Are compilers allowed to evaluate tautologies in static assert [duplicate]

Question

Providing a static_assert in templates are often helpful. In the case where a template shouldn't be instantiated in a certain way at all, I often do this

template<typename T, typename = void>
struct S
{
    static_assert(false, "Unconditional error");
    static_assert(sizeof(T) != sizeof(T), "Error on instantiation");
};

template<typename T>
struct S<T, std::enable_if_t<std::is_integral_v<T>>>
{
    // ...
};

The first static_assert will fail instantly, even without an instantiation of S, while the second will succeed if no instantiations will result in the primary template.

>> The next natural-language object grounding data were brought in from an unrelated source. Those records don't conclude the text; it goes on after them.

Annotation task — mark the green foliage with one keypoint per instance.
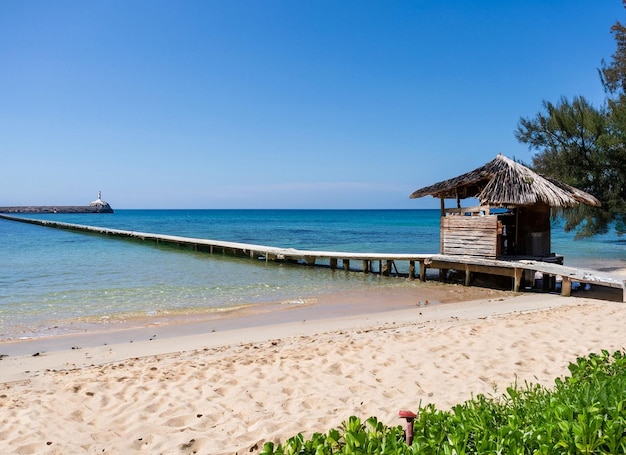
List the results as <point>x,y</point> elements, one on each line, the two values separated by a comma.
<point>586,147</point>
<point>584,413</point>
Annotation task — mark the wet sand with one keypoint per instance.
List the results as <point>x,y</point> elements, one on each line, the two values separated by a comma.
<point>227,385</point>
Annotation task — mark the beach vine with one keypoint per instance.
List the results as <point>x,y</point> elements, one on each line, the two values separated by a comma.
<point>584,413</point>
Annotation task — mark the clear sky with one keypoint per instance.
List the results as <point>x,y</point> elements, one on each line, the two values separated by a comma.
<point>278,103</point>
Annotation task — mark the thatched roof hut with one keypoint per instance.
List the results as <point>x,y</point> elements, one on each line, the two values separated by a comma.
<point>521,224</point>
<point>504,183</point>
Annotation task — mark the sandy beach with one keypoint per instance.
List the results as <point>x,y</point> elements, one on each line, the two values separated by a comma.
<point>230,390</point>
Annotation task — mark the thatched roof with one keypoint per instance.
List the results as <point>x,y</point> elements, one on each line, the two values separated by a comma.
<point>503,182</point>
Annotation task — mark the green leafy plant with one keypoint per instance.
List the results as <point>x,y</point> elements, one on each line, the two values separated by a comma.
<point>584,413</point>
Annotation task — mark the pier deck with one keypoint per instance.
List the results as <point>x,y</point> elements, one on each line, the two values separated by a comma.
<point>382,263</point>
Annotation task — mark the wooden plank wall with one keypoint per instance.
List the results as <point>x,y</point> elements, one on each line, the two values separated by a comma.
<point>470,235</point>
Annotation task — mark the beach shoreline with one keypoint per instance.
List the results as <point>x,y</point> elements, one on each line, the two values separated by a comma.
<point>230,391</point>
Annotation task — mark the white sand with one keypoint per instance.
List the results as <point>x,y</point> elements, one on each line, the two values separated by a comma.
<point>228,392</point>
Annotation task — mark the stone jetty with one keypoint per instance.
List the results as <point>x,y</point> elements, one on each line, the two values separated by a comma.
<point>97,206</point>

The second static_assert is obviously a tautology, but it "depends" on T such that the intended effect is achieved. But is this guaranteed? Are compilers allowed to evaluate these tautologies?

Answer 1

The relevant rule is [temp.res]/8:

Knowing which names are type names allows the syntax of every template to be checked. The program is ill-formed, no diagnostic required, if:

• no valid specialization can be generated for a template or a substatement of a constexpr if statement within a template and the template is not instantiated, or

• [...]

Both static_asserts in the example cause the program to be ill-formed, but no diagnostic is required. Compilers are certainly allowed to evaluate arbitrarily complex expressions to attempt to prove that no valid specialization could be generated, but they are not required that they do so. false is certainly an easy case to immediately verify, so it's not surprising that it is diagnosed.

---

A common approach to the desire to always issue a diagnostic is:

// never specialize me!
template <typename T>
struct always_false : std::false_type { };

template <typename T>
constexpr bool always_false_v = always_false<T>::value;

template<typename T, typename = void>
struct S {
    static_assert(always_false_v<T>, "Unconditional error");
};

always_false could hypothetically be specialized on a particular T to yield true_type, so there could hypothetically be a valid specialization S<T>. But don't let anybody actually do that.